A pesar de que es referencia muy concreta identificar a 1984-1985 como el punto de partida de la capacidad de organización política y social de los narcos y la configuración de bandas delictivas en modo de cárteles que controlaban el mercado, la estrategia de seguridad mexicana nunca definió objetivos concretos y el Cártel de Guadalajara de Miguel Ángel Félix Gallardo –conocido como el Padrino y hoy encarcelado de por vida– se multiplicó en diferentes bandas que desarrollaron una expansión violenta que llevó a la decisión en diciembre de 2006 de utilizar a las Fuerzas Armadas para enfrentar el problema de los cárteles como un asunto gravísimo de seguridad interior.
El aparato de seguridad mexicano venía de un funcionamiento como policía la política del régimen priista y no pasó por ninguna reconfiguración de funciones, lo que permitió que las policías federales, estatales y municipales comenzaran a administrar algunas de las principales bandas dedicadas al narco, sobresaliendo el caso muy específico de las credenciales de la Dirección Federal de Seguridad de la Secretaría de Gobernación que en 1985 servían como identificación con nombres falsos a algunos de los capos de la droga, con el caso muy concreto de la credencial que tenía en su poder con su foto y otro nombre el todavía vigente Rafael Caro Quintero.
Con más de 50 años como problema creciente de la droga y los cárteles en México, en la actualidad la estructura del crimen organizado que gira en torno al tráfico de estupefacientes es muy sólida y con poderío económico para seguir corrompiendo a las autoridades. La acusación de la Fiscalía estadounidense contra Genaro García Luna prefiguró la capacidad de corrupción de los capos al distribuir millones de dólares como sobornos a narcos y a cierta prensa, aunque con la circunstancia agravante de que las acusaciones estarían en la lógica del sistema penal americano donde se pueden conseguir sentencias sin aportaciones contundentes de pruebas.

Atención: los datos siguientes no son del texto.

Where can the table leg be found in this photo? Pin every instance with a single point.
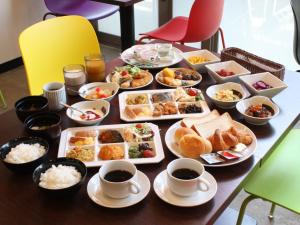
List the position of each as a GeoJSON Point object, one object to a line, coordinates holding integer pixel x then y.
{"type": "Point", "coordinates": [229, 217]}
{"type": "Point", "coordinates": [127, 27]}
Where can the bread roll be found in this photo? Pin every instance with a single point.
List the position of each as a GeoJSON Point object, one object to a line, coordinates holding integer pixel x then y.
{"type": "Point", "coordinates": [217, 141]}
{"type": "Point", "coordinates": [192, 146]}
{"type": "Point", "coordinates": [180, 132]}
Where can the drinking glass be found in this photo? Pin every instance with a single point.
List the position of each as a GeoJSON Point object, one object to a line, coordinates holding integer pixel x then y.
{"type": "Point", "coordinates": [95, 68]}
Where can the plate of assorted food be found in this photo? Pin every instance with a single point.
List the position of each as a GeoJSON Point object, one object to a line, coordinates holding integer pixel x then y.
{"type": "Point", "coordinates": [152, 56]}
{"type": "Point", "coordinates": [130, 77]}
{"type": "Point", "coordinates": [178, 77]}
{"type": "Point", "coordinates": [215, 140]}
{"type": "Point", "coordinates": [99, 90]}
{"type": "Point", "coordinates": [139, 143]}
{"type": "Point", "coordinates": [162, 104]}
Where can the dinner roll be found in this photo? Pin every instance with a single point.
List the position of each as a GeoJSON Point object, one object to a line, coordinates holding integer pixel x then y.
{"type": "Point", "coordinates": [192, 146]}
{"type": "Point", "coordinates": [180, 132]}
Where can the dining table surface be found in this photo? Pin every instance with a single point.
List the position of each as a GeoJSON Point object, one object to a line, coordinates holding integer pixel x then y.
{"type": "Point", "coordinates": [22, 203]}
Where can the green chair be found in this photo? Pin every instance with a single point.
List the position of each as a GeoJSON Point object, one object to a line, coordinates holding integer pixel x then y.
{"type": "Point", "coordinates": [2, 100]}
{"type": "Point", "coordinates": [278, 178]}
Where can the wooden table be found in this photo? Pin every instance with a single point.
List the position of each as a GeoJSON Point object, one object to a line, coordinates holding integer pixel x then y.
{"type": "Point", "coordinates": [126, 20]}
{"type": "Point", "coordinates": [22, 203]}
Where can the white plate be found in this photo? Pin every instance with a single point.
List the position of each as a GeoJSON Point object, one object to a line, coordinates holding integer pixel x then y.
{"type": "Point", "coordinates": [108, 80]}
{"type": "Point", "coordinates": [122, 105]}
{"type": "Point", "coordinates": [96, 194]}
{"type": "Point", "coordinates": [198, 198]}
{"type": "Point", "coordinates": [126, 56]}
{"type": "Point", "coordinates": [247, 153]}
{"type": "Point", "coordinates": [171, 86]}
{"type": "Point", "coordinates": [156, 144]}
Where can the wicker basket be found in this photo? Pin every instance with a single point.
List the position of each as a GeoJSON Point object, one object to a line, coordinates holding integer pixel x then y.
{"type": "Point", "coordinates": [252, 62]}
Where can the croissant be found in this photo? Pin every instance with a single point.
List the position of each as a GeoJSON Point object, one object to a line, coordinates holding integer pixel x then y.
{"type": "Point", "coordinates": [241, 135]}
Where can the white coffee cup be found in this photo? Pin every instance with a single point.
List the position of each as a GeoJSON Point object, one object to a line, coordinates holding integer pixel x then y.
{"type": "Point", "coordinates": [119, 189]}
{"type": "Point", "coordinates": [55, 92]}
{"type": "Point", "coordinates": [186, 187]}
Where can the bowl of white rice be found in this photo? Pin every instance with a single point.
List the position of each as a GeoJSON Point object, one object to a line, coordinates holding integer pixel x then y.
{"type": "Point", "coordinates": [62, 175]}
{"type": "Point", "coordinates": [24, 154]}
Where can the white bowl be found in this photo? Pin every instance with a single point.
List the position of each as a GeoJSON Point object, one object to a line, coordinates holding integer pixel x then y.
{"type": "Point", "coordinates": [203, 53]}
{"type": "Point", "coordinates": [85, 105]}
{"type": "Point", "coordinates": [229, 66]}
{"type": "Point", "coordinates": [212, 90]}
{"type": "Point", "coordinates": [113, 87]}
{"type": "Point", "coordinates": [277, 84]}
{"type": "Point", "coordinates": [243, 105]}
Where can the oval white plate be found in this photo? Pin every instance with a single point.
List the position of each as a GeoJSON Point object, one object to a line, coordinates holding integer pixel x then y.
{"type": "Point", "coordinates": [247, 153]}
{"type": "Point", "coordinates": [96, 194]}
{"type": "Point", "coordinates": [177, 58]}
{"type": "Point", "coordinates": [108, 80]}
{"type": "Point", "coordinates": [171, 86]}
{"type": "Point", "coordinates": [198, 198]}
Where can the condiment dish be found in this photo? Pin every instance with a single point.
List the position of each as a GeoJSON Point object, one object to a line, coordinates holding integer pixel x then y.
{"type": "Point", "coordinates": [228, 66]}
{"type": "Point", "coordinates": [46, 125]}
{"type": "Point", "coordinates": [99, 87]}
{"type": "Point", "coordinates": [235, 88]}
{"type": "Point", "coordinates": [243, 105]}
{"type": "Point", "coordinates": [100, 107]}
{"type": "Point", "coordinates": [28, 166]}
{"type": "Point", "coordinates": [276, 84]}
{"type": "Point", "coordinates": [210, 57]}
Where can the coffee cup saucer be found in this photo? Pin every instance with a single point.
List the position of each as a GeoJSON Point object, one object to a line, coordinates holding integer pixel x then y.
{"type": "Point", "coordinates": [96, 194]}
{"type": "Point", "coordinates": [198, 198]}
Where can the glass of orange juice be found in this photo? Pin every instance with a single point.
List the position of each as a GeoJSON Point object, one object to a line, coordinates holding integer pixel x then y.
{"type": "Point", "coordinates": [95, 68]}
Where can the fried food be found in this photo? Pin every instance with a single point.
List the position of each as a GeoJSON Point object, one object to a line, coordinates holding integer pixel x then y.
{"type": "Point", "coordinates": [111, 152]}
{"type": "Point", "coordinates": [82, 154]}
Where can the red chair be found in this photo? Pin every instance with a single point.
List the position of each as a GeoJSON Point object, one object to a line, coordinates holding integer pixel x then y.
{"type": "Point", "coordinates": [203, 22]}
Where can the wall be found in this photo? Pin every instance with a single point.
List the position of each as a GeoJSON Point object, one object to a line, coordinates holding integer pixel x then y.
{"type": "Point", "coordinates": [15, 16]}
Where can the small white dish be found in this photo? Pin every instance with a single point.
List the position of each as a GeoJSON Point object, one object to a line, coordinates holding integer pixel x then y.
{"type": "Point", "coordinates": [212, 90]}
{"type": "Point", "coordinates": [87, 88]}
{"type": "Point", "coordinates": [198, 198]}
{"type": "Point", "coordinates": [230, 66]}
{"type": "Point", "coordinates": [277, 84]}
{"type": "Point", "coordinates": [243, 105]}
{"type": "Point", "coordinates": [159, 75]}
{"type": "Point", "coordinates": [96, 194]}
{"type": "Point", "coordinates": [100, 105]}
{"type": "Point", "coordinates": [211, 58]}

Más que una acusación que desde luego involucraría a los gobiernos federales desde Díaz Ordaz hasta el actual de López Obrador, las estrategias de seguridad gubernamentales han sido insuficientes para contener y desensamblar la estructura de poder político del crimen organizado que ha capturado instituciones gubernamentales, cuerpos de seguridad, medios de comunicación y estructuras del Estado.
Ahora mismo, el juicio contra García Luna se ha establecido en el ecosistema político mexicano solo en su vertiente de desprestigio de los gobiernos priístas, panistas y morenistas, sin que se vea con claridad algún proyecto muy concreto para desarticular el poder político y social de los narcos que es producto de los miles de millones de dólares que quién era el tráfico de drogas y algunas actividades asociadas.
La estructura criminal del narco tiene que ver con ineficacia policiaca, las dudas sobre la honestidad de los jueces y ministerios públicos, la falta de control gubernamental sobre las prisiones, la carencia de leyes para endurecer la presencia y actividad de las bandas criminales, la corrupción e ineficacia de las policías estatales y municipales y las restricciones a la Guardia Nacional y a las Fuerzas Armadas para lanzar operativos ofensivos contra las zonas territoriales en poder del crimen organizado.
El problema del narco en México no se resume en García Luna –sea culpable o no-culpable, según la jerga estadounidense–, sino que apenas lo presenta como la punta del iceberg de la existencia en México de un narcoestado.
El autor es director del Centro de Estudios Económicos, Políticos y de Seguridad.